Karya: Sarinah Sundari
Lebih dari pintar,
ia bijaksana —
membaca zaman lewat mata jiwa,
melintasi luka dengan cinta tak lekang jaman
Tangguh, tabah, tak menyerah,
menenun harapan dari reruntuhan asa,
menumbuhkan damai dari reranting kekerasan.
Berani dan peduli,
suara lembut, tak pernah diam,
berdiri untuk yang tak bisa bicara,
berseru untuk yang dilupakan.
Berdaulat di tubuh, pikiran, jiwa,
ia tidak dimiliki—
oleh adat, oleh pasar, oleh negara.
Ia merdeka memilih:
bekerja di domestik, publik, atau keduanya.

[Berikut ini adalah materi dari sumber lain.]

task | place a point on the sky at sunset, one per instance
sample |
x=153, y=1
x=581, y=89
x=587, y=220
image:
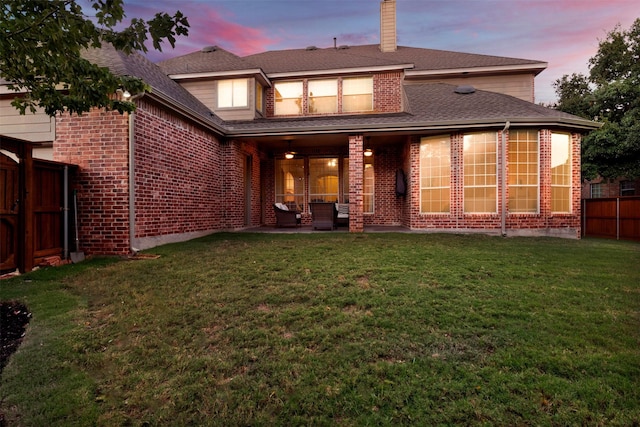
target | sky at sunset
x=564, y=33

Ia adalah pilihan yang sadar,
bukan hasil paksaan sejarah.
Ibu Bangsa, adil bijaksana,
bukan tanda atau lambang.
Ia adalah pencipta kesejahteraan,
satu untuk semua, semua untuk semua.
Ia tidak bertanya dari suku mana,
tidak memilih dari iman apa.
Ia menjaga persatuan keluarga bangsa
dengan tangan yang sabar dan hati yang bercahaya.
Semua didengar. Semua dipedulikan.
Karena ia tahu,
bangsa ini tak utuh jika ada yang hilang
dari suara, dari ruang, dari perhitungan.
Mandiri menyatu dengan Ilahi,
jiwanya tegak karena bersujud,
langkahnya lurus oleh keyakinan.
Ia tidak ingin menguasai dunia,
cukup menjadi terang di dalamnya.
Perempuan Ibu Bangsa,
adalah rahim kemerdekaan
dan denyut keadilan
yang hidup di setiap generasi
—dengan cinta yang berpancasila.
7/8/25
Tentang Penulis:
Eva K. Sundari memperjuangkan pendekatan politik yang berpihak pada korban, berbasis empati dan spiritualitas. Ia mengembangkan Feminisme Pancasila sebagai jalan pembebasan yang selaras dengan nilai-nilai kemanusiaan, keadilan, dan Ketuhanan.